Electric Chair 76 by Andy Warhol is one of eleven prints from his 1970 Electric Chair series. Warhol appropriated the original image from a press photograph of the death chamber at Sing Sing Prison in New York. This electrifying work is a resurrection of his 1964-1965 work involving the same subject, which is included in his Death and Disaster collection. The 1960s saw many protests against the death penalty. The electric chair at Sing Sing prison was used for the last time in 1963, and became outlawed two years later. Warhol’s complete 1970 Electric Chairs suite ranks amongst his top 10 highest-selling portfolios of all time.
Andy Warhol’s Death and Disaster series remains perhaps the most controversial group of images in his canon. The collection includes works like Race Riot, Silver Car Crash (Double Disaster), and other morbid impressions. Early criticisms of Pop Art were directed at the genre’s consumerist subject matter; detractors argued that products and celebrities were not objects of artistic significance. But with works such as Electric Chair 76, Warhol’s subject matter saw a very different kind of backlash. The idea of presenting something as dark and upsetting as instruments and scenes of mortality was blasphemous to many. But, society’s obsession with death and violence fascinated Warhol. He wouldn’t let the sensibilities of critics dissuade him from expressing his uniquely bold social commentary.
Electric Chair 76 is a fitting addition to the Death collection. One of the things that fascinated Warhol most about death and tragedy was society’s level of desensitization to it. “[A]nd every time you turned on the radio they said something like, ‘4 million are going to die’. That started it. But when you see a gruesome picture over and over again, it doesn’t really have any effect” (Art News, 1963).

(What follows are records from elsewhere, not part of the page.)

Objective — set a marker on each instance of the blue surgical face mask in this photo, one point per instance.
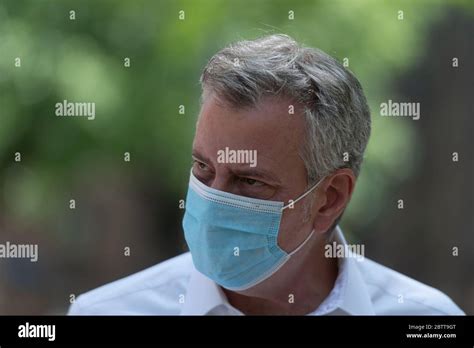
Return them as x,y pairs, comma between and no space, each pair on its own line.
233,239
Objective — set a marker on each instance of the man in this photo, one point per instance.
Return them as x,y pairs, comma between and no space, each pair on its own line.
279,144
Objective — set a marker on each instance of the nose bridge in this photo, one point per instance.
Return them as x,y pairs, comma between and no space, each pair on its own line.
222,181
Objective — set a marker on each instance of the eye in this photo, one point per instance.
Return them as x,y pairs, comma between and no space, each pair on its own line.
200,165
252,182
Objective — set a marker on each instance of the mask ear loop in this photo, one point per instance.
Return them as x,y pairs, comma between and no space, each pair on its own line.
303,195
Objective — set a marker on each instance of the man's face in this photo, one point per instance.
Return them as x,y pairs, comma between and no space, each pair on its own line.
279,175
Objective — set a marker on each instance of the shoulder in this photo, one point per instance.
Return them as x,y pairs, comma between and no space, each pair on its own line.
393,293
155,290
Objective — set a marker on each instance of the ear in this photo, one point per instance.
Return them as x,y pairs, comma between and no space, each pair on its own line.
333,196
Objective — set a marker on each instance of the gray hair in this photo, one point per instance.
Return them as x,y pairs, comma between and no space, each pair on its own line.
336,111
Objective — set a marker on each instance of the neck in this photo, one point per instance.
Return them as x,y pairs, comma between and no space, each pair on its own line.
298,288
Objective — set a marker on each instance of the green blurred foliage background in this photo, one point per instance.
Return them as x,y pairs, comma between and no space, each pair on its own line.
135,203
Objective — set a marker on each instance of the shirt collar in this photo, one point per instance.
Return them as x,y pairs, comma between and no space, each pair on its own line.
349,295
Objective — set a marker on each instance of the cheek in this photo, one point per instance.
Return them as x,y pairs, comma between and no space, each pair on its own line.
294,228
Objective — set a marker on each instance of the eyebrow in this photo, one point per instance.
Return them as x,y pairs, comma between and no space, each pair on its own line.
196,155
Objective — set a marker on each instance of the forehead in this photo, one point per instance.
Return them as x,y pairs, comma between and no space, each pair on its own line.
269,127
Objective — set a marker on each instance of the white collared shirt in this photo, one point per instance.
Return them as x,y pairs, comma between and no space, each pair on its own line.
175,287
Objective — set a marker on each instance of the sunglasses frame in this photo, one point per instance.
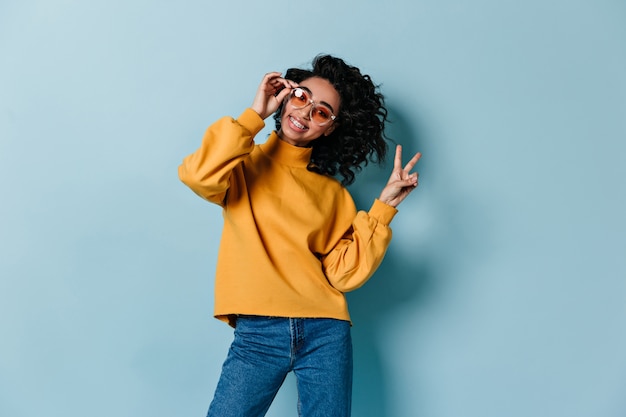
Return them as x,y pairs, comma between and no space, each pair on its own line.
312,103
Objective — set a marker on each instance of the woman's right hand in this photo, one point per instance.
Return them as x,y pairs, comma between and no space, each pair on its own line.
270,94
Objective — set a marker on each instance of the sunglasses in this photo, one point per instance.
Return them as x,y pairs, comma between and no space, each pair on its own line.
320,113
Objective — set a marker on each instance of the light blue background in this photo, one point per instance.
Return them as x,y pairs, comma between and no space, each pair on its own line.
504,290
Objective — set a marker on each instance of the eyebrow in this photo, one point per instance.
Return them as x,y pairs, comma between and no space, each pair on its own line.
321,102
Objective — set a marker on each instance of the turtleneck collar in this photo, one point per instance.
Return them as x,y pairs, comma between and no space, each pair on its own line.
285,153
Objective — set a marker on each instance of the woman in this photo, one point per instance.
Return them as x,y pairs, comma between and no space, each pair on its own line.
293,242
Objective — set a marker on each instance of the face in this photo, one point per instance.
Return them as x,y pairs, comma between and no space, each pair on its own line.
296,126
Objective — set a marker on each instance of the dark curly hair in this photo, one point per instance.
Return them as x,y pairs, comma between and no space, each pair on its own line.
359,136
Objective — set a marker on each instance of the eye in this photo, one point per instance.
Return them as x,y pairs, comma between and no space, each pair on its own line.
300,95
322,112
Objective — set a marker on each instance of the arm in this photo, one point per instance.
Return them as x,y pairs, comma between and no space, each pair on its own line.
357,255
227,142
360,251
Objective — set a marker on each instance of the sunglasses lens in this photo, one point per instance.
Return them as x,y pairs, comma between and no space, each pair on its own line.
299,98
320,114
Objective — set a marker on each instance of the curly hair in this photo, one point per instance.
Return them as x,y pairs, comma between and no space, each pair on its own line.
359,134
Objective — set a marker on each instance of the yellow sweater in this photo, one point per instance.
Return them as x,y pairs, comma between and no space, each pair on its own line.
292,241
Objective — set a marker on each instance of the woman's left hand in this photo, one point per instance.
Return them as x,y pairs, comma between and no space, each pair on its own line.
402,181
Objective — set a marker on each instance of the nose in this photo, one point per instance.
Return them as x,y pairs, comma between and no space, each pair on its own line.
305,111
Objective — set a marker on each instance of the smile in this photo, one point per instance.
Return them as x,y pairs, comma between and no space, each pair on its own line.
297,123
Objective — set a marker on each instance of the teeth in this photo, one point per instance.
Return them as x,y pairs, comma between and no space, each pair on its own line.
297,124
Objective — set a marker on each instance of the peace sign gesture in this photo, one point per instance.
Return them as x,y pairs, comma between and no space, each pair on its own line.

The constant barrage of images and news of death in the media desensitizes a person until images of reality that shock and offend no longer stir real emotion. Warhol’s reputation for painting mass-produced standbys in consumer life—such as Campbell’s Soup cans and iconic celebrity portraits like Marilyn Monroe—gives him the perfect opportunity to riff on this notion. If Warhol’s artistic approach reflects the ubiquitous, the reduplicated, and the widely-syndicated, then his portrayal of death and disaster is an indictment of our relationship with violence.
The Electric Chair prints garnered a special controversy for depicting the subject of intense social debates. In the 1960s, a social push against capital punishment spread across the country, renewing fierce conversations about the role of execution in justice system. The print makes no obvious judgment on the ethics of the death penalty. The stark image of the chair simply confronts the viewer with an instrument of mechanized death. Though repetition may reduce the brutality of an image, Warhol’s decontextualization allows meaning to resurface. In relocating the morbid yet all-too-familiar idea of the chair, he forces audiences to recognize–and contend with–their own passivity. Thus, the image is both challenging and isolating–silent, brooding, and bold.
Ultimately, Electric Chair 76 accomplishes all of this while using Warhol’s bright color palette. Yet, the faded lines around the object allow it to retain an air of subtlety, making the chair itself appear “drowned out” against the bright hues. Additionally, the use of reds, pinks, and purples are characteristically eye-catching, and suggest a liveliness and passion of which the subject is void. The lack of intense contrasts creates a disorientating effect, possibly reflecting the absurd nature of our desensitization. Electric Chair 76 is thus an utterly fascinating piece of Warhol’s canon, and a prized possession for all collectors.